Key words: dynamic programming, glycan, maximum clique, tree edit distance, unordered trees
1. Introduction
Tree-structured data, such as RNA secondary structures (Jiang et al., 2002; Zaki et al., 2005), phylogenetic trees (Horesh et al., 2006), glycans (Aoki et al., 2004), and vascular trees (Yu et al., 2007), often appear in computational biology. Consequently, various techniques have been developed and applied to analysis of these tree-structured data. Among them, comparison of tree-structured data is important because it can be used to search for similar objects. The tree edit distance is one of the most widely used measures for comparison of tree-structured data (Bille, 2005). In this measure, the distance between two trees is measured by the minimum cost sequence of edit operations that transforms one tree into another tree, where an edit operation is either a deletion of a node, an insertion of a node, or a substitution of a node label. For the tree edit distance problem for ordered trees, Tai (1979) developed an O(n6) time algorithm, where n is the number of nodes in a larger input tree. After several improvements, Demaine et al. developed an O(n3) time algorithm and showed that this bound is optimal under some computation strategy (Demaine et al., 2009).
The tree edit distance between ordered trees is useful if the ordering among children has important meanings. However, it is preferable to regard input trees as unordered trees in some applications (Aoki et al., 2004; Horesh et al., 2006). Unfortunately, Zhang et al. (1992) proved that the tree edit distance problem for unordered trees is NP-hard. In order to cope with this hardness, Akutsu et al. (2011a) developed a fixed parameter algorithm that works in O(2.62k · poly(n)) time, where k is the maximum allowed edit distance. Although their algorithm might be useful for comparison of very similar trees (i.e., where k is small), it is not useful for comparison of non similar trees. Horesh et al. (2006) developed an A* algorithm. Although their algorithm works efficiently for comparison of moderate size unlabeled trees under the unit cost distance (i.e., the cost of each edit operation is 1), it is unclear whether it can be efficiently applied to labeled trees or general cost cases.

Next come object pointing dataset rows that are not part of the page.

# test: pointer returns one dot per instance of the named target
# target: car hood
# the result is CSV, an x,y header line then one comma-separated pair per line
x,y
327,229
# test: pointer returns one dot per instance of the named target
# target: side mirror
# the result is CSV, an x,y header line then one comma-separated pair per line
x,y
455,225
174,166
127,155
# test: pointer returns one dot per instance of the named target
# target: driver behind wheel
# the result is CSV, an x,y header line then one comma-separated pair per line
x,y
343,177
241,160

Fukagawa et al. (2011) recently proposed a practical method for computing the tree edit distance between unordered trees using algorithms for computing the maximum clique (Tomita et al., 2010, 2011). In this method, an instance of the tree edit distance is directly transformed into an instance of the maximum vertex weighted clique problem, and then an existing clique solver (Nakamura and Tomita, 2005) is applied. Although similar reductions have been proposed for variants of the tree edit distance problem (Pelillo et al., 1999; Torsello and Hancock, 2003) and other problems (Ogawa, 1986), to the best of our knowledge, it was the first method that exactly solves the proper tree edit distance problem for unordered trees using the maximum clique. The method was applied to comparison and search of similar glycan structures and shown to be efficient for moderate-size tree structures (Fukagawa et al., 2011). However, it was not fast enough if large glycan or tree structures were given.

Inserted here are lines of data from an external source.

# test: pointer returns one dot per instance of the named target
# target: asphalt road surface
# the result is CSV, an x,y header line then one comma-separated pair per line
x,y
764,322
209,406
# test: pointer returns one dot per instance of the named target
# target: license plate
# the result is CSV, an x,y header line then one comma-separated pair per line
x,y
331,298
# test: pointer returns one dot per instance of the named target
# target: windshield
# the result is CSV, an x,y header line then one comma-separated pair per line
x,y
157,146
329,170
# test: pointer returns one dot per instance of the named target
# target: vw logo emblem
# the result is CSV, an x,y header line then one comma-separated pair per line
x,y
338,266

Therefore, in the preliminary version of this paper (Akutsu et al., 2011b), we improved the method of Fukagawa et al. (2011) and developed a dynamic programming (DP)-based algorithm that repeatedly solves instances of the maximum vertex weighted clique problem as subproblems. Due to this improvement, sparser graphs are generated and thus maximum clique instances can be solved more efficiently in many cases. Although multiple clique instances must be solved in the improved method, it is expected that speed-up due to sparsity is more beneficial if input trees are large. Furthermore, by using the feature of DP, we introduced heuristic techniques that do not violate the optimality of the solution. When it was applied to comparison of large glycan structures, our improved method showed speed-up in most cases. However, there are still cases in which it takes a long CPU time (user time). In particular, it takes a very long CPU time if there are many leaves. In such a case, constructed graphs would contain many vertices and edges, and thus, a clique algorithm would not work efficiently.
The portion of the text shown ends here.